# Raw Goats Milk?



## Max and Me (Aug 19, 2011)

My local pet supply store is selling raw goats milk and is highly reccomending it. It seems like it could be beneficial for the probiotics. Is anyone feeding it? If so how much do you feed and how often. Any opinions? I am curious.


----------



## stacey101 (Sep 20, 2010)

How old is the dog your thinking about buying this for?
Goat milk is easier to digest then cows milk, but there isn't any reason why you should have to feed it to your dog.


----------



## GottaLuvMutts (Jun 1, 2009)

Selling raw goat's milk is pretty contentious. Lots of people out there say it's not safe. Others swear by it. 

I agree with Stacey - is there any reason you want to give this to your dog? If we're talking about a dog that has already been weaned, I'd stay away from dairy products except as an occasional treat (like a little bit of cheese or a spoonful of yogurt).


----------



## PackMomma (Sep 26, 2011)

I gave my puppy approx 3/4 of a cup of Goat's milk each day when he was between 7-12 weeks, and then cut back to just a few times a week and eventually stopped giving it by 4 - 1/2 months. I would never purchase it from a Pet store though, I bought mine from the grocery store. I also give goat cheese and goat yogurt occasionally but I avoid cow's milk products.

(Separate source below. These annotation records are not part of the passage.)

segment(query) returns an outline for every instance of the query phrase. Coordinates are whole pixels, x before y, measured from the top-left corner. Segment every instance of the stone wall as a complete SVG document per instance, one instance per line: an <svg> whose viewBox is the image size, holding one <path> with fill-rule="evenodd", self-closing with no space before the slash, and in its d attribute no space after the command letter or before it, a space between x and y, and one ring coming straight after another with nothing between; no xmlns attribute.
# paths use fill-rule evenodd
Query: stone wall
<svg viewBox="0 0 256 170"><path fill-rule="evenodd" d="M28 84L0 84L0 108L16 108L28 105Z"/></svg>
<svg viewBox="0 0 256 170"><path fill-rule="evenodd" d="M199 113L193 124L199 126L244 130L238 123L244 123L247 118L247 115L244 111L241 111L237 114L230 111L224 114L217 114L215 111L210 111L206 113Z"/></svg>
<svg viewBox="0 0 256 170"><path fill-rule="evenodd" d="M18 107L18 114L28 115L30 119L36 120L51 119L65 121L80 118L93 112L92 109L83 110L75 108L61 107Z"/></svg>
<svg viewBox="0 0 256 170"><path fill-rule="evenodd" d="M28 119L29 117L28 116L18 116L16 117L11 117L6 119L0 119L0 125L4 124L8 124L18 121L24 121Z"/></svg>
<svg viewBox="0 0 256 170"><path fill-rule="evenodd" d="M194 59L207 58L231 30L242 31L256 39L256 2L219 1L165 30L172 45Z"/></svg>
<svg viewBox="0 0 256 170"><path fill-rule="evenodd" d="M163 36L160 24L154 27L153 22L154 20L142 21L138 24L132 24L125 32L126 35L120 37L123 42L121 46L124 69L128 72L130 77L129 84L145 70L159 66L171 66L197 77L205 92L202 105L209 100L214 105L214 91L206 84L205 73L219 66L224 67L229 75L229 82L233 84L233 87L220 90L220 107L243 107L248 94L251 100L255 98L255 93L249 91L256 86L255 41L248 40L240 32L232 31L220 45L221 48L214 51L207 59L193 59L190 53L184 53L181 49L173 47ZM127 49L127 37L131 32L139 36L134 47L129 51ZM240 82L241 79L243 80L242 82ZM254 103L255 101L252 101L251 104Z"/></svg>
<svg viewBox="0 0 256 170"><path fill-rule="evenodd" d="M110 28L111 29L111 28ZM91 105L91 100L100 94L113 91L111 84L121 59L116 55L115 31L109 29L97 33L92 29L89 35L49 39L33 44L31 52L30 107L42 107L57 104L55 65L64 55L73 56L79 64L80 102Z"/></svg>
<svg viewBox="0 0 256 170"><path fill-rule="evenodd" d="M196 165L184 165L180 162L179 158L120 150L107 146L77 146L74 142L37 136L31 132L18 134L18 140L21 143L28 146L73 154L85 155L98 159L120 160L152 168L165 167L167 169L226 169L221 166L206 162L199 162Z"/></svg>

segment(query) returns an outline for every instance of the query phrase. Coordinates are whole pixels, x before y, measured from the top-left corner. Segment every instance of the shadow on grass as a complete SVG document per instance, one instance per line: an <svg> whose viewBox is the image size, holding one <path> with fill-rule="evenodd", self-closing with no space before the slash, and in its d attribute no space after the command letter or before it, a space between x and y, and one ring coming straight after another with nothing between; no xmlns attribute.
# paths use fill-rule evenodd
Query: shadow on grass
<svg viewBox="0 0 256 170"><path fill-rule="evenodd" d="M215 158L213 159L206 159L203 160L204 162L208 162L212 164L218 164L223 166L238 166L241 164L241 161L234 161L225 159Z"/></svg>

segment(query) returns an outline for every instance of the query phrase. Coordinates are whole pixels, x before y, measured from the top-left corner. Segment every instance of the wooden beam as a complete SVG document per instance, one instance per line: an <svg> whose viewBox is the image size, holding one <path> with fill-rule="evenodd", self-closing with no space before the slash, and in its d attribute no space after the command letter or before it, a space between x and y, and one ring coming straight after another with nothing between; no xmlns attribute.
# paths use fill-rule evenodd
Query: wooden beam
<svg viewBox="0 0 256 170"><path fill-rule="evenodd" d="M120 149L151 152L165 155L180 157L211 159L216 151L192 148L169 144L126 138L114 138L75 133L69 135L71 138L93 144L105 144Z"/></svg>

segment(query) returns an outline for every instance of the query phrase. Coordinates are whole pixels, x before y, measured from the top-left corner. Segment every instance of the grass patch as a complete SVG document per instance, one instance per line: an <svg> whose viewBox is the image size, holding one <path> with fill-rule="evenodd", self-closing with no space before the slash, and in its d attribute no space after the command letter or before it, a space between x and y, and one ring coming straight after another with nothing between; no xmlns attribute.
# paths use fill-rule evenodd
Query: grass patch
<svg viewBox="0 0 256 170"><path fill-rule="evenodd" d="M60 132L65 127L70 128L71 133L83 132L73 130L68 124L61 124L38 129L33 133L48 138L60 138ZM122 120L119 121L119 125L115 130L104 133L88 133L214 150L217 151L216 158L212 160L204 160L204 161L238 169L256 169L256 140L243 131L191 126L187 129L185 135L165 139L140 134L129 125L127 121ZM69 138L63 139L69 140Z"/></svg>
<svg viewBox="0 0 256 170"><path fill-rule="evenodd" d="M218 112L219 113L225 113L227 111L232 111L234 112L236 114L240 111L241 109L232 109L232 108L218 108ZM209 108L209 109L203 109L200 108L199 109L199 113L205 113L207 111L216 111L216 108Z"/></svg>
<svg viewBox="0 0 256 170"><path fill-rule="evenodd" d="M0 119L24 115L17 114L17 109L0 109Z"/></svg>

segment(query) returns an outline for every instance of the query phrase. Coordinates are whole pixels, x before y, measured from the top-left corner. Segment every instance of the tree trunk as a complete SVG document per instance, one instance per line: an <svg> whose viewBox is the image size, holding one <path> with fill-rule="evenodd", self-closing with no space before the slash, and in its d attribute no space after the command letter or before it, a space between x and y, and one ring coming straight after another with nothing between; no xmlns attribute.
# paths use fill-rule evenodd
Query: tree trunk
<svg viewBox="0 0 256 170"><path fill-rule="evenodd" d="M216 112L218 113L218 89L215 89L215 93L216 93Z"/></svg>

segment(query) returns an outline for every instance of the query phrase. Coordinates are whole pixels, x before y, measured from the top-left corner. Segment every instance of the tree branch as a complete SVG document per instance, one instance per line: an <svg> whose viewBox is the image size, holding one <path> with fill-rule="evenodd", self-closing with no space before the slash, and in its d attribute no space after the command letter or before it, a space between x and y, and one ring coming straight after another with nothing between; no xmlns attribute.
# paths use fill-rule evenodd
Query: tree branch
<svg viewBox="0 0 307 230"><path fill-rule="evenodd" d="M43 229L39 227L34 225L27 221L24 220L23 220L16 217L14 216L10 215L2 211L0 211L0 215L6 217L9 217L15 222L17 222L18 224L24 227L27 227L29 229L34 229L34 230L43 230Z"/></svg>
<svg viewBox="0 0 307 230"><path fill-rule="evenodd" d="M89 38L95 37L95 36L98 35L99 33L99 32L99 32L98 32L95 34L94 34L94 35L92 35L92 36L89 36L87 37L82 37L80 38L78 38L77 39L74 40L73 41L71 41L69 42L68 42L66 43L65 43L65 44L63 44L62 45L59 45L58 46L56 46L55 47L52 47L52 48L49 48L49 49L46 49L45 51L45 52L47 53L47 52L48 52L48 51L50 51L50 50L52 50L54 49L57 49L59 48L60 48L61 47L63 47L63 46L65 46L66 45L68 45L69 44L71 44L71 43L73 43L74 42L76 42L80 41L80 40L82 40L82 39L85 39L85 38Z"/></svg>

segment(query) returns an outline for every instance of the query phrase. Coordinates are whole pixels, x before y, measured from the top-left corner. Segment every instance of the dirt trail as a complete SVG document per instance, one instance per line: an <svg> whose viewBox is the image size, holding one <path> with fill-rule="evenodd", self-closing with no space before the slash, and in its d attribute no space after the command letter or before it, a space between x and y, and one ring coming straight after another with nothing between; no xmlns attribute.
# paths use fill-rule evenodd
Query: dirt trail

I wouldnt recommend the goats milk for an adult dog, this is usually just used for puppies who are weaning and to help aid in growth and digestion, as goats milk closely resembles the mothers milk. If you're thinking of trying this for a dog over 6 months old, like previously mentioned just give some cheese or yogurt occasionally although personally I would recommend the goat products over cow products (easier on dogs digestive system)


----------



## amosmoses89 (Jun 19, 2011)

I just have to chime in on this. 

Goats milk is very healthy, easily digestible, nutritious, etc. But not when its RAW! Raw meaning it has had no pasteurization, but taken straight from the goat and put into a container. The chances of giving your animal, or yourself, a food borne illness is much greater with raw milk. Buy goats milk if you want to, I know many people that swear by it for animals with sensitive stomachs, just don't buy it raw.


----------



## Max and Me (Aug 19, 2011)

Thanks for the replies. It sounded kind of odd to me but thought that I would ask. While raw diets are great I do not feed them. I was just interested in the probiotic aspect.


----------



## PackMomma (Sep 26, 2011)

Don't hesitate to try it if you wish - just buy it from the grocery store like your Milk and just give a very small amount at first and monitor any reactions. I agree I wouldnt trust the raw variety. I feed my dogs raw meat diet and there's always risks involved there so I take precautions..but I would stick with pastuerized dairy products myself too.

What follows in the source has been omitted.